How about putting the blame where it belongs? Intel knowingly sold CPUs with Meltdown/Spectre for close to a decade before it was disclosed to the public.
Switching to Linux does not fix the issue as it is part of the hardware. We have mitigated the issue, and done so poorly. You are not required to upgrade to Win 11, and gives your computer roughly 3 more years until you repurpose it for lesser tasks.
Most of the corporate IT leases employee hardware already and has 3-5 year laptop refresh cycles accounted for. I don't see how Windows 11 will affect anything in the big scheme of things for large enterprise IT procurement.
But as far as home users are concerned, I fully agree with you.
Maybe in companies flush with cash - most businesses won't change their hardware unless they have a good reason to. Losing support for getting security patches may be one such reason.
But the average office clerk will certainly not get regular updates to the latest and greatest hardware.
That's an interesting way to resolve an exploit like that, what would have necessitated disabling DirectX 12 in its entirety as opposed to other methods?
Most likely, a security vulnerability in the GPU's MMU that fundamentally cannot be patched on DX12 due to the increase in programmer flexibility that DX12 offers. Could be a race condition somewhere, for example.
I had a 4th gen processor (i5-4200) and it couldn't render video without lag until until the OS was upgraded to Windows 10 with DirectX 12, after which it was more than capable of handling video. DX12 probably added a few years to the life of my computer.
Intel has been a spoiler in the GFX market for the longest time.
Every laptop I've had that has discrete GFX has had recurring bugs with both Firefox and Chrome because of the two-GPU situation. I would have the hardest time documenting what was going on, they'd fix the bug, then in the next major release it would break again.

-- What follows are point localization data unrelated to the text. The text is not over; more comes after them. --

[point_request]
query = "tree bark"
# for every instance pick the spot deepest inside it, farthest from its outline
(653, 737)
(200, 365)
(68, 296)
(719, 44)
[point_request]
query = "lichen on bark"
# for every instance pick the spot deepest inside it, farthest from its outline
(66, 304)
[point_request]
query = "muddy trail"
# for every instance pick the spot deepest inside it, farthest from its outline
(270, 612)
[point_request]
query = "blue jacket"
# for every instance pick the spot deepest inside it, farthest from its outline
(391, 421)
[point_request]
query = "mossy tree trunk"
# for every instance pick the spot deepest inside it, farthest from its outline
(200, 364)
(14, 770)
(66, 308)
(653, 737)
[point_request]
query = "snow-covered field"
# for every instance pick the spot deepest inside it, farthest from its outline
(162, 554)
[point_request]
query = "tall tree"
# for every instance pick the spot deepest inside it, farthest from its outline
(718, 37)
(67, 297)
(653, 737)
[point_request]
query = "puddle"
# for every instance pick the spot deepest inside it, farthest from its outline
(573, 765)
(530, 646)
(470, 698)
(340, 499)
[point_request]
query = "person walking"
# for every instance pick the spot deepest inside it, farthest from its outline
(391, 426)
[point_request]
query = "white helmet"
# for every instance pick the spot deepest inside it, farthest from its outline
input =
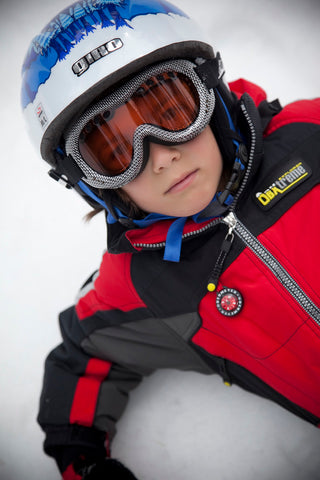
(90, 49)
(90, 46)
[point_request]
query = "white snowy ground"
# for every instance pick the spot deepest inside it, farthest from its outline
(177, 426)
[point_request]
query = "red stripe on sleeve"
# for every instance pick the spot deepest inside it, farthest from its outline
(87, 391)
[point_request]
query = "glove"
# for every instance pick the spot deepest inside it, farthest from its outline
(107, 469)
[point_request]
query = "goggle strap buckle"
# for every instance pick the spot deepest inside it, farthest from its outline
(210, 72)
(60, 178)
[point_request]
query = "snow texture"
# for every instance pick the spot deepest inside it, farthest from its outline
(178, 426)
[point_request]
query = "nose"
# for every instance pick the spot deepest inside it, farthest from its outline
(162, 156)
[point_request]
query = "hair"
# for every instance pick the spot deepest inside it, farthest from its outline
(132, 208)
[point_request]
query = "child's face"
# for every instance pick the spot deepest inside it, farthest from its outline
(179, 180)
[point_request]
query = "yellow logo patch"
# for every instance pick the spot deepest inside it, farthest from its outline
(283, 184)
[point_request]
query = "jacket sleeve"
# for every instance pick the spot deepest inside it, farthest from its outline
(82, 396)
(84, 391)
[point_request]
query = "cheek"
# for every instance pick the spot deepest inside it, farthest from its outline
(139, 191)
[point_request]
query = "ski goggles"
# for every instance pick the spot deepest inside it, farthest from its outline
(166, 103)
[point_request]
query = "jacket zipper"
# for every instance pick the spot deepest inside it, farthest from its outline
(235, 226)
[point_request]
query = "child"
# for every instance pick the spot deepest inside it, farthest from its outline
(211, 198)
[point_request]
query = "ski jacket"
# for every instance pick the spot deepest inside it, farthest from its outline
(260, 328)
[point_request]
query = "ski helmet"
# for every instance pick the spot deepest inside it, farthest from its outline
(86, 55)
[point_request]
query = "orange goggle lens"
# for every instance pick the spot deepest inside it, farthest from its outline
(169, 101)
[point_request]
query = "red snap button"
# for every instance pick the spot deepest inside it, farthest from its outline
(229, 301)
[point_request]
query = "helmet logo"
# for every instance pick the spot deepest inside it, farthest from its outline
(82, 65)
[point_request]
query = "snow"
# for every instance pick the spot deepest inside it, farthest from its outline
(178, 426)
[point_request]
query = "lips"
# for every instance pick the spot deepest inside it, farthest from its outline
(182, 182)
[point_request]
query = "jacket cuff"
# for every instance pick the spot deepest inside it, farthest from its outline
(75, 445)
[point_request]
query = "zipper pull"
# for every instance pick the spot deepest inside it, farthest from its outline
(231, 221)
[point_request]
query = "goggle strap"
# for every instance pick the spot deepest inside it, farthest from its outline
(210, 71)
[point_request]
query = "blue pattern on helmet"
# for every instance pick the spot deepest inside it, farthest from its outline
(70, 26)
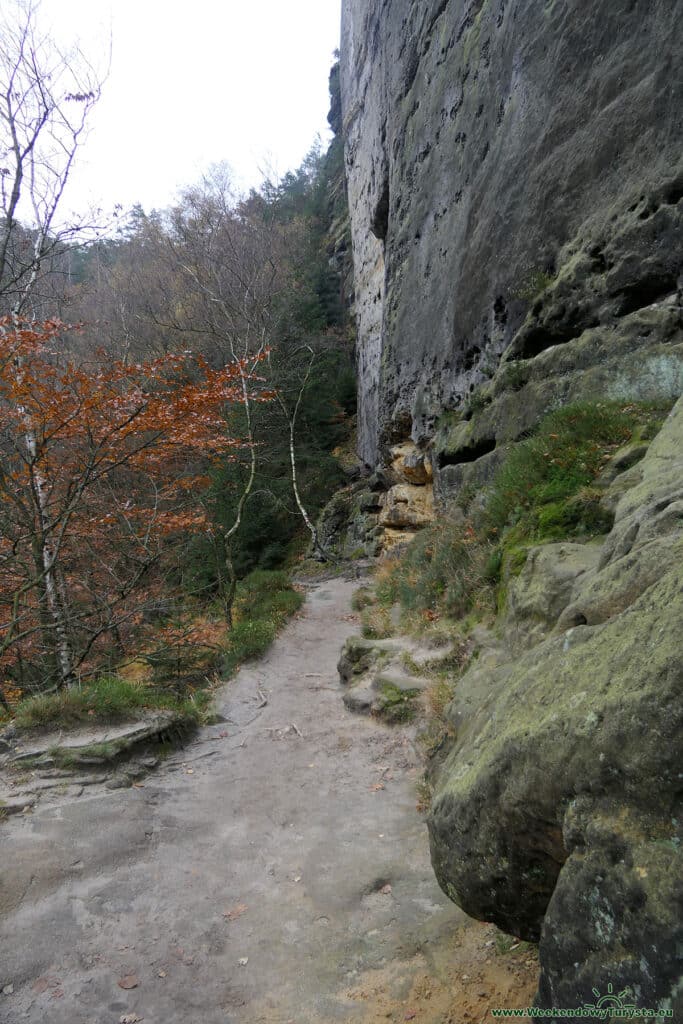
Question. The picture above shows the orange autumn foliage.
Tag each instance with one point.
(100, 469)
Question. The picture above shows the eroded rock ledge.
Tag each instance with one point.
(557, 814)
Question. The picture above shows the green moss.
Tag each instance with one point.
(396, 706)
(534, 285)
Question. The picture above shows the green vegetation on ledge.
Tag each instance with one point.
(546, 491)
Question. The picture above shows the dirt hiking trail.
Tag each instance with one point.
(274, 870)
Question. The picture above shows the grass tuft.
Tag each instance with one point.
(264, 601)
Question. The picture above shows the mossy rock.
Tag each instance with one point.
(552, 813)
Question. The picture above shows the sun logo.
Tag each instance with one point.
(610, 999)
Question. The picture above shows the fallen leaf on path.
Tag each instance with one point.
(236, 912)
(129, 981)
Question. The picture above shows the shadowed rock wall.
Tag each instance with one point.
(482, 136)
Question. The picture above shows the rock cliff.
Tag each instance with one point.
(515, 194)
(511, 164)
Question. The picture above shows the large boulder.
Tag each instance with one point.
(557, 814)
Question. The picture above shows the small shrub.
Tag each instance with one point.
(363, 598)
(441, 572)
(264, 601)
(544, 486)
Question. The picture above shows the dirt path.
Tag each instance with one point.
(275, 870)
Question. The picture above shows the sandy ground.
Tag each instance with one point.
(275, 870)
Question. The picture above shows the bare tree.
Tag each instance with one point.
(46, 97)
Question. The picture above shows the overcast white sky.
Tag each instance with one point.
(198, 82)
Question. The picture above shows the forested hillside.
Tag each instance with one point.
(173, 387)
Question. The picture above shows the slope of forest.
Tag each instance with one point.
(173, 387)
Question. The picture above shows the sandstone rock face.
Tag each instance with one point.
(512, 180)
(558, 811)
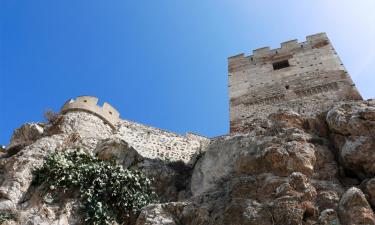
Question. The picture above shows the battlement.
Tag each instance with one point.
(303, 76)
(89, 104)
(286, 48)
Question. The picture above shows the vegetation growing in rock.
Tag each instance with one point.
(107, 192)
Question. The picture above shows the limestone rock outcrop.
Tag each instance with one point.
(289, 169)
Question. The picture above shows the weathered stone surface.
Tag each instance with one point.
(119, 151)
(354, 129)
(285, 171)
(354, 208)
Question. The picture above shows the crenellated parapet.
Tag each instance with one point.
(286, 49)
(304, 76)
(89, 104)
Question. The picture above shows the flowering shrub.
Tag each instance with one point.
(107, 192)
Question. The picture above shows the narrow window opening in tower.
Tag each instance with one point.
(280, 64)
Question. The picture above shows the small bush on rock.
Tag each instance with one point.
(108, 193)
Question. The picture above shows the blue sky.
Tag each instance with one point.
(161, 63)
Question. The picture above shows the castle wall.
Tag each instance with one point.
(313, 77)
(89, 104)
(148, 141)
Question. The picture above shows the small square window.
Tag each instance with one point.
(280, 64)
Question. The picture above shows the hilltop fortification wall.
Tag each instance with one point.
(89, 104)
(150, 142)
(304, 76)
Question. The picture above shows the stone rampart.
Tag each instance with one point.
(89, 104)
(297, 73)
(150, 142)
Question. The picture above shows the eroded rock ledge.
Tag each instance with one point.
(289, 169)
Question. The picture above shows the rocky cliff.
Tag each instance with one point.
(289, 169)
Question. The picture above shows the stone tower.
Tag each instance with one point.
(305, 77)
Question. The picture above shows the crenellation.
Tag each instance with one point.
(295, 74)
(150, 142)
(89, 104)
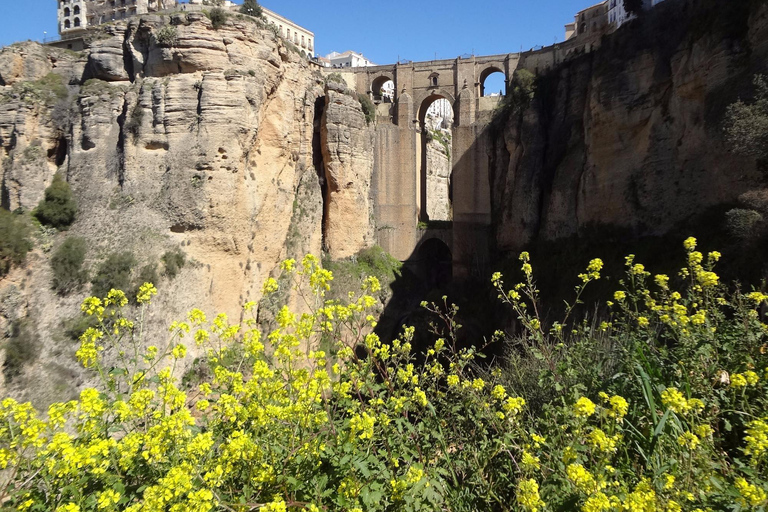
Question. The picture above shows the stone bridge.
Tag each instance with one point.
(400, 164)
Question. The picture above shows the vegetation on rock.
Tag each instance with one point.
(114, 273)
(14, 240)
(251, 8)
(662, 406)
(67, 265)
(218, 17)
(746, 124)
(58, 208)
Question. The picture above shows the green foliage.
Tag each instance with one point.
(67, 265)
(167, 35)
(252, 8)
(147, 274)
(21, 348)
(661, 406)
(218, 17)
(369, 109)
(633, 6)
(746, 124)
(15, 242)
(48, 90)
(114, 272)
(743, 224)
(58, 209)
(520, 93)
(173, 261)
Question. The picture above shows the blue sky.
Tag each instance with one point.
(383, 31)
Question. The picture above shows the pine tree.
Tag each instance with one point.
(251, 8)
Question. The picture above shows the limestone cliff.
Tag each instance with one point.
(174, 134)
(347, 143)
(631, 135)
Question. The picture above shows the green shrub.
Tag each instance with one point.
(676, 420)
(746, 124)
(115, 272)
(173, 261)
(218, 17)
(14, 240)
(369, 109)
(743, 224)
(58, 209)
(67, 265)
(167, 35)
(20, 349)
(252, 8)
(147, 274)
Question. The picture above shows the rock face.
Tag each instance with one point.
(439, 165)
(632, 135)
(175, 135)
(347, 143)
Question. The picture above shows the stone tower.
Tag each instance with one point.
(77, 15)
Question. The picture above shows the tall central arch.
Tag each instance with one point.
(436, 119)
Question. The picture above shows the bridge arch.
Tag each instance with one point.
(382, 82)
(488, 72)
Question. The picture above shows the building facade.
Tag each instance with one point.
(348, 59)
(77, 15)
(298, 35)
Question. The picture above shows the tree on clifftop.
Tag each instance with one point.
(633, 6)
(252, 8)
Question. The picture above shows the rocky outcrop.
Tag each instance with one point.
(174, 135)
(347, 143)
(632, 134)
(439, 165)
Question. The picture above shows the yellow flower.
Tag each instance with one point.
(584, 407)
(528, 496)
(688, 440)
(750, 494)
(108, 499)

I was initially a little surprised, as someone running a trusty Haswell CPU, but then I remembered that DXVK handles all this for me and I probably won't be affected. Not sure if this is a win or a vulnerability, but I'll take it!
IMHO that's on the very low end of vulnerabilities to be concerned about, but the paranoia-kings would rather disable an entire feature because of it. A sad reflection of what the software/security industry has become. (At the very high end is automatic remote code execution, something which I really hope a GPU driver would never have, but then again, I've been surprised too many times already... )
> but the paranoia-kings would rather disable an entire feature because of it.
Windows is installed on many computers, including many office computers, of which many will inevitably have Haswell CPUs with IGP drivers installed by default.
Given how few people would be using DirectX 12 on Haswell IGPs, the decision is easy IMO.
In penetration tests I often find vulnerabilities that give me command access to a remote windows host as a low privileged user. Especially in windows environments, privilege escalation is super nasty because once you elevate privileges you have free reign of LSASS and have a lot of options for lateral movement on a network and dumping the "secure vault".
Gpu drivers have had vulns, but more commons are the software wrappers, like GeForce experience having poor configure and implementations (like that time their bundled node.JS allowing you to inject any process into their “web server” exe allowing for EOP, bypassing applocker/whitelisting etc)
- they say that they removed DirectX 12 support to address a security vulnerability
- they say you can restore DirectX 12 support with the older, vulnerable firmware
… and don’t warn that this implies reintroducing the vulnerability. I mean, sure, the implication is clear if you’re reading top to bottom to understand the reason for the change. But it’s certainly not going to be clear to people who understandably may find this looking for a “fix”, where skipping to the solution is a common pattern.
That seems exceedingly irresponsible to me. Security fixes are for your users, not for your own checklist to cover your ass.